If the Veil is associated with silence, it's striking that people in our world have heard supernatural voices.
People often have a general sense of being watched, and not just by the Simurg. Anthony said, “I’m done with their censorious gazes.” Anna said, “I can’t stand their stares” (Chapter 1). Alexandre felt that sculptures were stalking him (Chapter 4). An inmate in the East Hill isolation ward was terrified by an “eyeless gaze” coming from Alexandre’s cell (Chapter 5). When Devitt and Wakefield crossed into the Veil, they both saw clusters of eyes (Chapters 4 and 7). Maybe the Veil usually protects you from the gaze of creatures from the other world. However, if you enter the Veil, you risk being seen by those creatures. Once they see you, perhaps the Veil provides no further protection.
It’s possible that these creatures can see not only the people who have been to the Veil, but also the people that are close to those people.

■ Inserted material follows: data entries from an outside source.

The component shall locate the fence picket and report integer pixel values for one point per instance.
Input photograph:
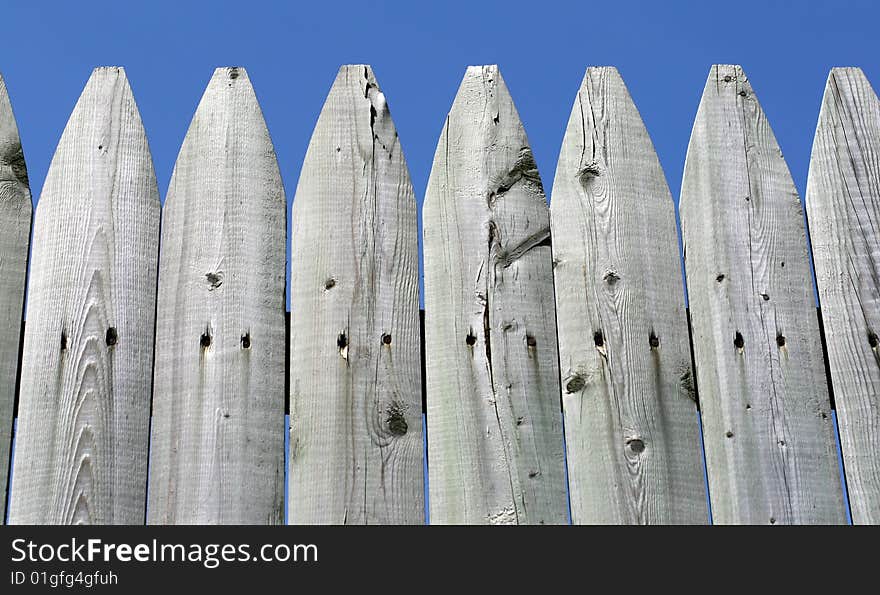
(217, 446)
(356, 415)
(81, 447)
(631, 427)
(843, 210)
(15, 220)
(767, 426)
(495, 443)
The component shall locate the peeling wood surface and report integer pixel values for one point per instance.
(631, 427)
(15, 221)
(494, 424)
(355, 376)
(767, 426)
(843, 209)
(218, 408)
(81, 449)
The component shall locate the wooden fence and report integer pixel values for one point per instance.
(558, 375)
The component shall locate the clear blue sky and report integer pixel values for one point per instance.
(419, 51)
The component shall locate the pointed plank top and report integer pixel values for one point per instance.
(13, 172)
(81, 447)
(106, 123)
(615, 242)
(763, 390)
(490, 332)
(354, 323)
(228, 113)
(484, 131)
(220, 323)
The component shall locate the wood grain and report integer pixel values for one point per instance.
(767, 427)
(843, 210)
(217, 450)
(631, 427)
(355, 373)
(15, 220)
(81, 448)
(495, 442)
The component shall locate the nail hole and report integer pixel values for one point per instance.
(576, 384)
(215, 280)
(636, 445)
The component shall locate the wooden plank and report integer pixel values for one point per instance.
(843, 210)
(767, 427)
(356, 428)
(217, 449)
(495, 442)
(631, 426)
(15, 220)
(81, 448)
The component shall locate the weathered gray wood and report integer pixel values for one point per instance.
(631, 427)
(355, 376)
(81, 447)
(217, 449)
(843, 209)
(767, 427)
(15, 221)
(495, 442)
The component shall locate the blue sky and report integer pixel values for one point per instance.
(419, 51)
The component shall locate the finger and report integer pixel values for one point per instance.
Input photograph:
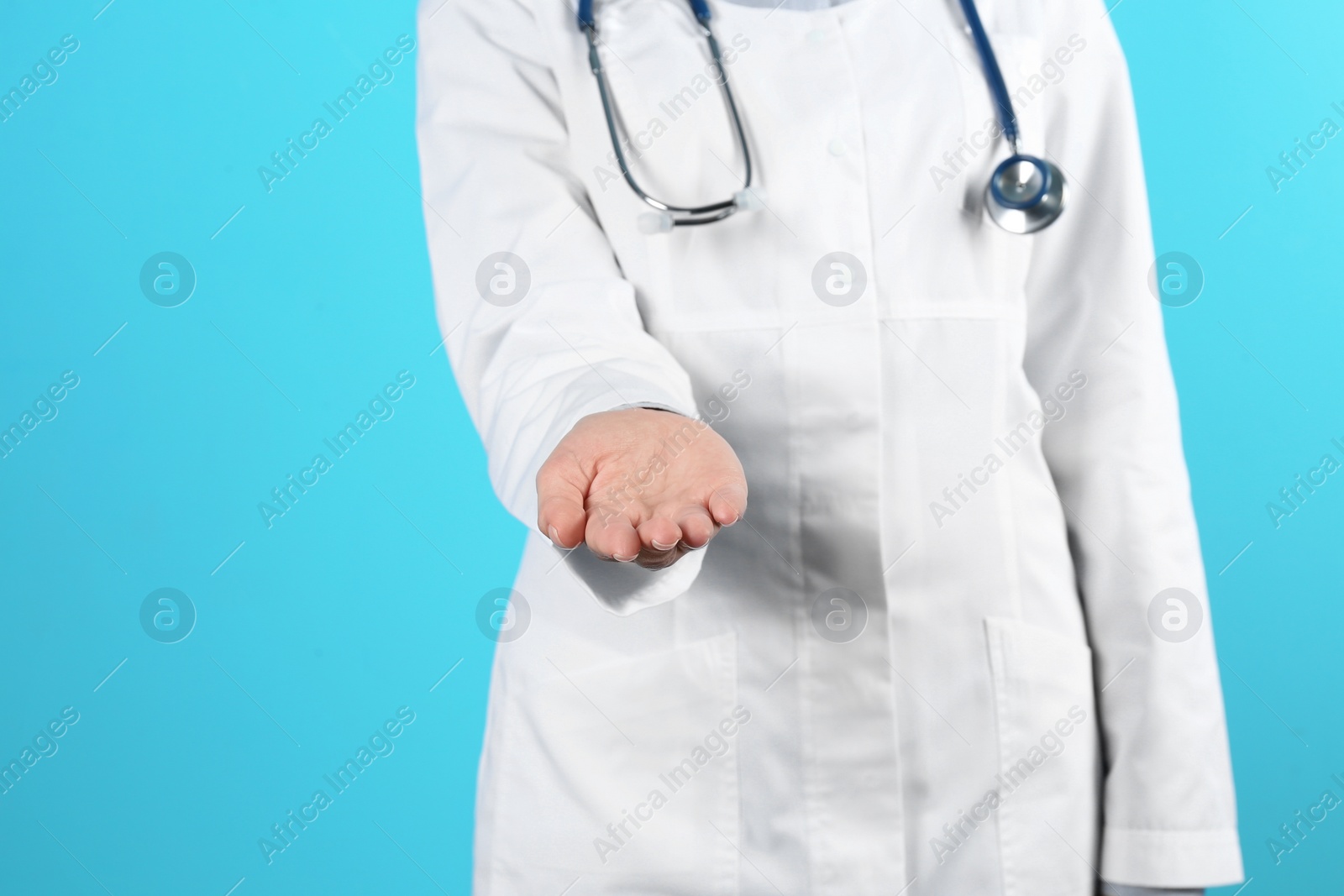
(729, 504)
(659, 535)
(696, 527)
(561, 490)
(612, 537)
(663, 559)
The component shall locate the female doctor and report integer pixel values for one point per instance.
(960, 645)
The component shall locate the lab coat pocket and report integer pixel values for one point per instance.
(625, 773)
(1048, 761)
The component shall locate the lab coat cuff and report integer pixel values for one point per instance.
(1173, 859)
(628, 587)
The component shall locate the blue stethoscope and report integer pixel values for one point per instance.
(1025, 194)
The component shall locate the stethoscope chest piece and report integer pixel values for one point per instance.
(1025, 194)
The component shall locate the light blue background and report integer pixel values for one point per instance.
(360, 598)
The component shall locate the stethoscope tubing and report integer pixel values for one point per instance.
(1021, 215)
(682, 215)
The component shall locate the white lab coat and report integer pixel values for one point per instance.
(1007, 721)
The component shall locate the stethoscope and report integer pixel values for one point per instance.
(1025, 194)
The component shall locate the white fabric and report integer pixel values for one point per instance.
(1008, 627)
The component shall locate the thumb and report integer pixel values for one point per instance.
(561, 490)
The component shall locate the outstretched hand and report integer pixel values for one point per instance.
(640, 485)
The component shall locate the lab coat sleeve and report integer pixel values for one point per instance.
(559, 336)
(1169, 815)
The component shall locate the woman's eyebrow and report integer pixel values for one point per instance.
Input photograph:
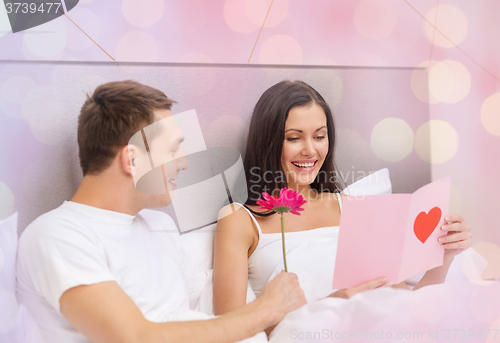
(323, 127)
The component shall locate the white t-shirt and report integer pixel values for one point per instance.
(77, 244)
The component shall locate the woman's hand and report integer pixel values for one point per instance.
(349, 292)
(459, 236)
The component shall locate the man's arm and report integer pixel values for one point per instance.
(105, 313)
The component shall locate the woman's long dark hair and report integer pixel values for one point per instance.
(262, 161)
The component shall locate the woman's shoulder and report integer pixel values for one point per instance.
(331, 199)
(235, 224)
(234, 214)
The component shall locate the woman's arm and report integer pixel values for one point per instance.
(233, 238)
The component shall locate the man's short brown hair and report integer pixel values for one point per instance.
(111, 116)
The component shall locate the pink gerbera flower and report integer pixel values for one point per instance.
(287, 201)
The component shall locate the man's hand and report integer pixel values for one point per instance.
(349, 292)
(281, 295)
(459, 237)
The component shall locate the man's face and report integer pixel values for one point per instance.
(155, 171)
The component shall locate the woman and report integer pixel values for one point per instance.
(290, 144)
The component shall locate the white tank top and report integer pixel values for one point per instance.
(310, 254)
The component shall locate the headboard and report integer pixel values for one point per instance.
(375, 111)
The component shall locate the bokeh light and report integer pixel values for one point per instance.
(431, 304)
(375, 19)
(137, 47)
(436, 141)
(451, 21)
(236, 17)
(449, 81)
(491, 253)
(392, 139)
(144, 13)
(485, 303)
(490, 114)
(7, 201)
(90, 24)
(281, 49)
(50, 42)
(257, 9)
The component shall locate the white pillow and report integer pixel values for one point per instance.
(198, 245)
(8, 249)
(373, 184)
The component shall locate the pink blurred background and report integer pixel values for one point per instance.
(455, 42)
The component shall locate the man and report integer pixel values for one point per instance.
(102, 267)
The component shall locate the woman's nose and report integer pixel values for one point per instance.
(308, 148)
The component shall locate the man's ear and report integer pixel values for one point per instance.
(127, 158)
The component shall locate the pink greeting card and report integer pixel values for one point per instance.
(391, 235)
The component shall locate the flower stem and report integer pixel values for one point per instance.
(283, 239)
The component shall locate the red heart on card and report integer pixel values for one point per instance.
(425, 223)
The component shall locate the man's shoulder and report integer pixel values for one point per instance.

For example, Anna felt watched and possessed, even though I haven’t heard that she ever entered the Veil. Maybe the creatures could see her because she was close to Anthony. Maybe something similar happened with Father Ernest and Father Eugene.

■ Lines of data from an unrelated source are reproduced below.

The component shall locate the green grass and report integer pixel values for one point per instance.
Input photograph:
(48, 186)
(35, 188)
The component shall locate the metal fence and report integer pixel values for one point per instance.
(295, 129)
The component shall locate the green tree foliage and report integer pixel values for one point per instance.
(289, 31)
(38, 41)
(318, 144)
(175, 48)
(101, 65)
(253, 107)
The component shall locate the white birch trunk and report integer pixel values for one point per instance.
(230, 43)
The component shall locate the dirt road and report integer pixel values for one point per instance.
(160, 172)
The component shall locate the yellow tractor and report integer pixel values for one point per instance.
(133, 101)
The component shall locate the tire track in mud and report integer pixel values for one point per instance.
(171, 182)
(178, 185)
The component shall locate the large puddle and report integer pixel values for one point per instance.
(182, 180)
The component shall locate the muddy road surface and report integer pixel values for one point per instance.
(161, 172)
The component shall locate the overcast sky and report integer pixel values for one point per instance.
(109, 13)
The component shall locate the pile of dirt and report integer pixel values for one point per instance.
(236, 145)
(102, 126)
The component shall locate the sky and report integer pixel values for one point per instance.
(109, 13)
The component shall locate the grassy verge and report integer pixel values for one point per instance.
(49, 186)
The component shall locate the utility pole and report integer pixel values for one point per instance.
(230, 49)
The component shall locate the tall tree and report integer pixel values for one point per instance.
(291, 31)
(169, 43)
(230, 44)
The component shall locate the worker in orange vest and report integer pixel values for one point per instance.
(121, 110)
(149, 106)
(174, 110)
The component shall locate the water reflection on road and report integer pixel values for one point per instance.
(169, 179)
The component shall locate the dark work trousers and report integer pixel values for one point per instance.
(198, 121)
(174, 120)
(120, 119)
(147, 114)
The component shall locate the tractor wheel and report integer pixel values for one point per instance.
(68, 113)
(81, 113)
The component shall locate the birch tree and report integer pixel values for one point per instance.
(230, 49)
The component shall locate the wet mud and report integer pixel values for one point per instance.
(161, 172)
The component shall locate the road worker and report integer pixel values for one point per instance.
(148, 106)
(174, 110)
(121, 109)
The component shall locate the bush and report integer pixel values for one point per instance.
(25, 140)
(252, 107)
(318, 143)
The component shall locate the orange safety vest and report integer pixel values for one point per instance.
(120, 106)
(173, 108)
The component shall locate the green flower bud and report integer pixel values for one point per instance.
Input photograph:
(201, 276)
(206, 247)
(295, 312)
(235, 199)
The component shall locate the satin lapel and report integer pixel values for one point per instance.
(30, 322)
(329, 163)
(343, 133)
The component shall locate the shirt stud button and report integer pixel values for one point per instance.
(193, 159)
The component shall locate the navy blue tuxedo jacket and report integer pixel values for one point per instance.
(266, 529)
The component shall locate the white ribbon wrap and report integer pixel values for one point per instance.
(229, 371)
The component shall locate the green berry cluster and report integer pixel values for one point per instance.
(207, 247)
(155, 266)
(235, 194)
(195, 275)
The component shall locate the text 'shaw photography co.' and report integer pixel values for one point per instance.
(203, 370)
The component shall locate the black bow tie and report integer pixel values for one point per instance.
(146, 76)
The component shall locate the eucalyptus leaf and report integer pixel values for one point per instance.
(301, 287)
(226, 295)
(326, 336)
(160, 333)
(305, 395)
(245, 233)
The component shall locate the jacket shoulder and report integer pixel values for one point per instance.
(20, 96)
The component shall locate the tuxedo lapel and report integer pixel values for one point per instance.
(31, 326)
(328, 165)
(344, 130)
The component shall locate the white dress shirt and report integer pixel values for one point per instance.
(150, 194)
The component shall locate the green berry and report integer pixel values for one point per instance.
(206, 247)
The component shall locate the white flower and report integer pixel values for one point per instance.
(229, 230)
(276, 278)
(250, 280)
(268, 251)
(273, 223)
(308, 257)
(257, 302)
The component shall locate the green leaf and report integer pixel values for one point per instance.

It’s also possible that these creatures exist in our world, but they take the form of mundane objects. For example, the portraits in the Beechworth house (Chapter 1) and the sculptures in Alexandre’s house (Chapter 4) might be the “shadows” of creatures that live in the other world.
Rational Thought and Primal HorrorEdit
People who seek the Last Door often try to move from a rational state to a more primal state. Professor Wright referred to the Veil as “the Veil of rational thought” (Chapter 6). Devitt described the eye of the bird as “something beyond human logic” (Chapter 2). This primal state might be animalistic. Some travelers to the Veil seem to have been partially transformed into animals, such as Old Mike and Máire (Chapters 4 and 7). In the Veil, Ms. Parnell saw a priest saying Mass to a group of animals (Collector’s Edition). In Chapter 6, Wright’s riddle led from a Greek philosopher to the “primal horror” of a lion. The philosopher was Anaxagoras. He believed that in the beginning, everything already existed, but in a chaotic state (or perhaps a primal state). According to Anaxagoras, reasoning minds have arranged and purified substances, but everything still contains traces of its original chaotic nature. Similarly, perhaps the world beyond the Veil (the world of “truth”) more closely resembles our world in its “primal” form than in its “refined” form.
In general, the Last Door series seems to suggest a paradox: that in order to evolve, we must first regress. In order to see the truth, we must put aside our rational preconceptions. The Simurg is a both a “higher being” (a god) and a “lower being” (a wild animal).
Devitt (Chapter 2) and Wakefield (Chapter 5) each had a dream involving a wolf, a vulture, and a snake. These animals appeared in the context of a story or a performance. If Alexandre is right, and our lives are merely performances, then maybe these animals represent specific characters? Brighid’s journal mentioned “the lair of the snake and the bird” (Chapter 7). Is there a connection?